Intermezzo: How much can you trust fancy behavioural findings?
A new scandal hits the field of behavioural research
A new scandal is shaking behavioural research. A well-known paper on honesty, which included a study involving Dan Ariely that had already come under scrutiny two years prior, is now back in the spotlight due to likely fraud. This time, by another team of researchers.
The team at Datacolada used forensic-like skills to delve into hidden layers of the paper's data, which was housed in an Excel file. They showed that rows had been manually altered, to foster a strongly significant result. One of the most damning aspects pointed out by Datacolada is that the two teams involved in the various studies of the paper operated independently, as confirmed by one of the researchers.
The fact that two independent teams seem to have fabricated studies within the same paper raises questions about the extent of forgery within the research area as a whole. At best, it suggests this isn't an extremely uncommon practice. So, what should we make of it?

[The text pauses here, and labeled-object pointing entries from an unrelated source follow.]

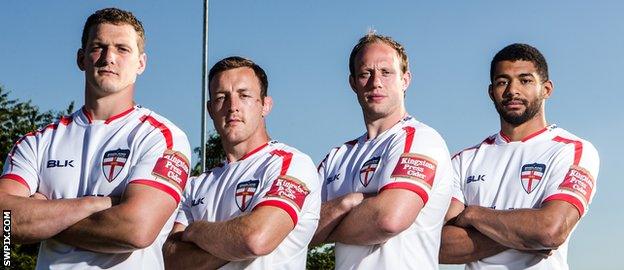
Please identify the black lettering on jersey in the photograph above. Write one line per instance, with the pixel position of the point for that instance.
(53, 163)
(197, 202)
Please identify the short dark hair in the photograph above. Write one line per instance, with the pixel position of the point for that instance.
(233, 62)
(372, 37)
(520, 51)
(117, 17)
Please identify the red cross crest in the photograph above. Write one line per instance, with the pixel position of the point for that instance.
(113, 162)
(531, 175)
(368, 170)
(244, 193)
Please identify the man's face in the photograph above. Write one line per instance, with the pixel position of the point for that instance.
(518, 92)
(236, 106)
(111, 58)
(378, 81)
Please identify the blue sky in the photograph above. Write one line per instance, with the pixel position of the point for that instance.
(304, 47)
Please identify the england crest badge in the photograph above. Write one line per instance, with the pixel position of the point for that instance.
(368, 170)
(113, 162)
(531, 175)
(245, 192)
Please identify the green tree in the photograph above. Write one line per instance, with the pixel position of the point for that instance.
(319, 257)
(18, 118)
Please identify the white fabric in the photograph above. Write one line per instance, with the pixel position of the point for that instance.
(66, 160)
(217, 195)
(494, 174)
(347, 169)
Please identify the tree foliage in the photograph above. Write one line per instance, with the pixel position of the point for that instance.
(18, 118)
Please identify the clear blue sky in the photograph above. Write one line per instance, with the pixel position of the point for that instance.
(304, 47)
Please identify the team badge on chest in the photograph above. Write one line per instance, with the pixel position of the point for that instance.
(244, 193)
(531, 175)
(113, 162)
(368, 170)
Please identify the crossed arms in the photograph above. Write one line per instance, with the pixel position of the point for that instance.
(209, 245)
(91, 223)
(474, 232)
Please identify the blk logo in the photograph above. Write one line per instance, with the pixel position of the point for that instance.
(197, 202)
(475, 178)
(53, 163)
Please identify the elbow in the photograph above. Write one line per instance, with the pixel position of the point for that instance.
(258, 244)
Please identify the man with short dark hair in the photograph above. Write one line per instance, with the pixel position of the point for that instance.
(385, 193)
(99, 187)
(260, 207)
(519, 194)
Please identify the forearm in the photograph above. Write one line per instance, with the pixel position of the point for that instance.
(36, 220)
(185, 255)
(518, 229)
(463, 245)
(332, 213)
(360, 226)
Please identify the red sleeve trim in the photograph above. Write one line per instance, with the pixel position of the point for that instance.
(578, 148)
(568, 198)
(286, 158)
(17, 178)
(409, 138)
(411, 187)
(163, 129)
(282, 205)
(169, 190)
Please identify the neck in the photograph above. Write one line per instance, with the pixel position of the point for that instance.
(519, 132)
(236, 152)
(376, 126)
(103, 107)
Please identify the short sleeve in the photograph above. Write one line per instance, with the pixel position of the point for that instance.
(21, 163)
(574, 175)
(456, 185)
(292, 179)
(163, 160)
(412, 161)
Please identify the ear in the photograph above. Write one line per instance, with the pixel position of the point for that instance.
(407, 79)
(548, 87)
(352, 83)
(142, 63)
(80, 59)
(267, 106)
(491, 92)
(209, 108)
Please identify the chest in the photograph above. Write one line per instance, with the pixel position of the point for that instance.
(229, 192)
(83, 161)
(507, 177)
(358, 169)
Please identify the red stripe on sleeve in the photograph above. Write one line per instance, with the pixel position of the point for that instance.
(568, 198)
(17, 178)
(578, 148)
(286, 158)
(160, 186)
(163, 129)
(409, 138)
(411, 187)
(282, 205)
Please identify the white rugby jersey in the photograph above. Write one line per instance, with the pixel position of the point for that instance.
(78, 156)
(550, 164)
(411, 156)
(274, 174)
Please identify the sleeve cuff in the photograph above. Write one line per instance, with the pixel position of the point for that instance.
(282, 205)
(424, 195)
(169, 190)
(567, 198)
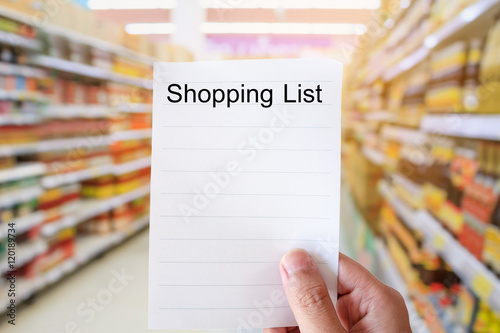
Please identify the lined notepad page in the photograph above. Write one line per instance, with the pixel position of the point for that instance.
(233, 189)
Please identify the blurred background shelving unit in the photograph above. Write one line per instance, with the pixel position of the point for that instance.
(422, 127)
(75, 131)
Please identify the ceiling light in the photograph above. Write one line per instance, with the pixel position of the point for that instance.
(283, 28)
(131, 4)
(298, 4)
(150, 28)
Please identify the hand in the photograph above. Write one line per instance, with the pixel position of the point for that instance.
(364, 303)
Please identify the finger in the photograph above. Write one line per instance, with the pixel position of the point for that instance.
(353, 275)
(307, 294)
(275, 330)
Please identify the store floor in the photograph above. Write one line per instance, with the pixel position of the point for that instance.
(66, 308)
(56, 310)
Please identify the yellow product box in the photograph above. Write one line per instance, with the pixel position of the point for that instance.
(84, 21)
(131, 41)
(144, 45)
(24, 6)
(99, 192)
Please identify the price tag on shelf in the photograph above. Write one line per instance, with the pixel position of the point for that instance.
(438, 242)
(482, 286)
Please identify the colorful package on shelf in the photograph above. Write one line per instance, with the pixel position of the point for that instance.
(108, 186)
(126, 151)
(363, 177)
(448, 75)
(17, 28)
(118, 218)
(489, 99)
(61, 247)
(121, 94)
(59, 163)
(13, 186)
(491, 250)
(59, 201)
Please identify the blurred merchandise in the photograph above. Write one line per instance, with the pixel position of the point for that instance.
(423, 110)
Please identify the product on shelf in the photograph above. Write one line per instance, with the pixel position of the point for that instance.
(60, 163)
(363, 177)
(118, 218)
(110, 185)
(448, 75)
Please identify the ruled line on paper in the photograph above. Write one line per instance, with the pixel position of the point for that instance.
(256, 194)
(208, 126)
(243, 239)
(251, 172)
(222, 285)
(246, 149)
(248, 217)
(228, 262)
(254, 308)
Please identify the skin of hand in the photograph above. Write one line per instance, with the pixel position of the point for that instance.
(364, 303)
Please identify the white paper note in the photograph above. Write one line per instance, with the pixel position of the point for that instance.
(236, 186)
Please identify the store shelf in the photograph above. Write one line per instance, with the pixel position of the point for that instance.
(139, 164)
(19, 70)
(133, 81)
(23, 224)
(20, 119)
(134, 108)
(24, 254)
(393, 278)
(87, 248)
(77, 37)
(472, 272)
(54, 145)
(89, 71)
(70, 66)
(92, 208)
(132, 135)
(19, 41)
(373, 155)
(92, 246)
(460, 22)
(473, 126)
(19, 196)
(404, 135)
(78, 111)
(98, 43)
(22, 95)
(77, 176)
(22, 171)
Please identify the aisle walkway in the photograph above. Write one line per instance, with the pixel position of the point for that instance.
(65, 308)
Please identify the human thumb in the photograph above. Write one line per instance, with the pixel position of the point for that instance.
(307, 294)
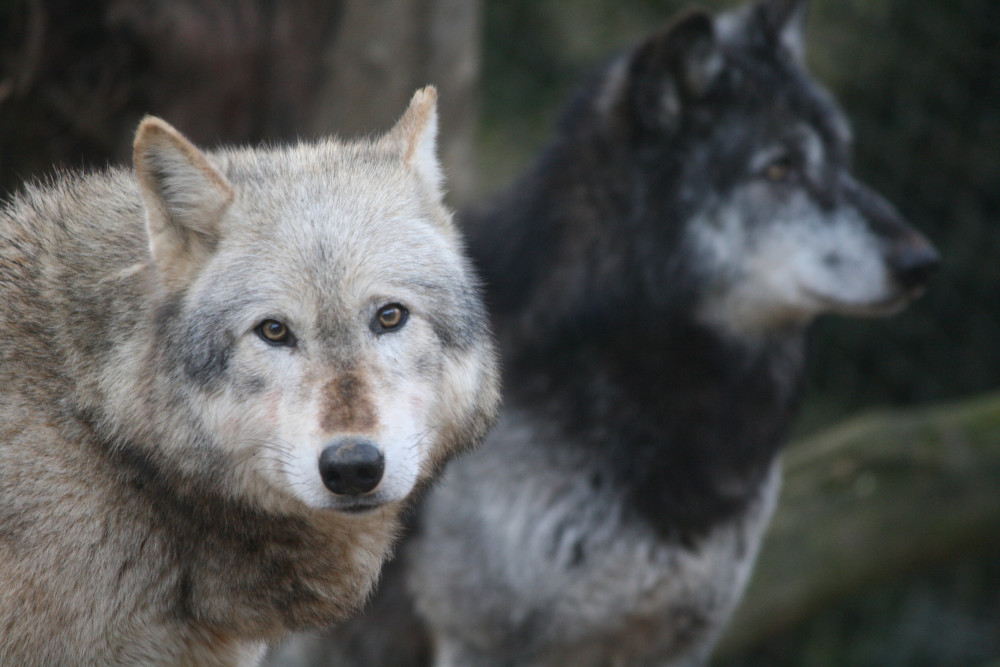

Questionable research practices and the replication crisis
Evidently, this is worrying for the field as a whole. In fact, it's likely just the tip of an iceberg of problems, also hinting at widespread questionable research practices. Human psychology and behavioural research are often characterised by large rewards for a “wow” factor: minuscule interventions having significantly large behavioural impacts. Examples include the suggestion that holding a warm coffee can make people warmer in social interactions, or that adopting a macho-like pose in your office for a minute can increase your testosterone level and confidence before your next important meeting. These results, published in leading scientific journals and attracting a multitude of citations, often lead to book contracts and business lectures discussing the implications of the findings.
The questionable research practices are now well known. Even without explicit fraud, they skew the balance towards concocting striking results from nothing. One widely used strategy is to conduct a multitude of studies, discarding those that aren't significant and publishing the few that are significant due to chance.
Another practice involves segmenting and slicing the data until you find a significant result in some subgroups. Was your overall effect not significant? Try to see whether it is significant for men or women, rich or poor people, young or old people, etc. As a reader, if you come across a paper finding interesting results “only for this group”, and the authors hadn't previously stated their particular interest in this group, be sceptical. You won't know how many subgroups were analysed before this one was found to be significant.
As a result, when highly impressive effects are published in high-impact factor journals, later replications often find smaller or no effect and end up being published in less impactful journals. This phenomenon is referred to as the “decline effect”.
The behavioural disciplines within business schools appear to be particularly affected by these practices. The proportion of “findings” in leading marketing journals that other researchers can later replicate is, for instance, alarmingly low.
Is behavioural research, and behavioural economics in particular, worthless?
So, does this mean all behavioural research is worthless, including behavioural economics, which has recently been labelled as a dead discipline?
My perspective is less pessimistic. For one, it appears that behavioural economics hasn't been as plagued with such practices. A replication of many papers in experimental economics published in Science found a higher proportion of studies being replicated than in psychology. Although the situation isn't perfect, it doesn't seem as dire as the one that has hit the field of psychology with the “replication crisis”.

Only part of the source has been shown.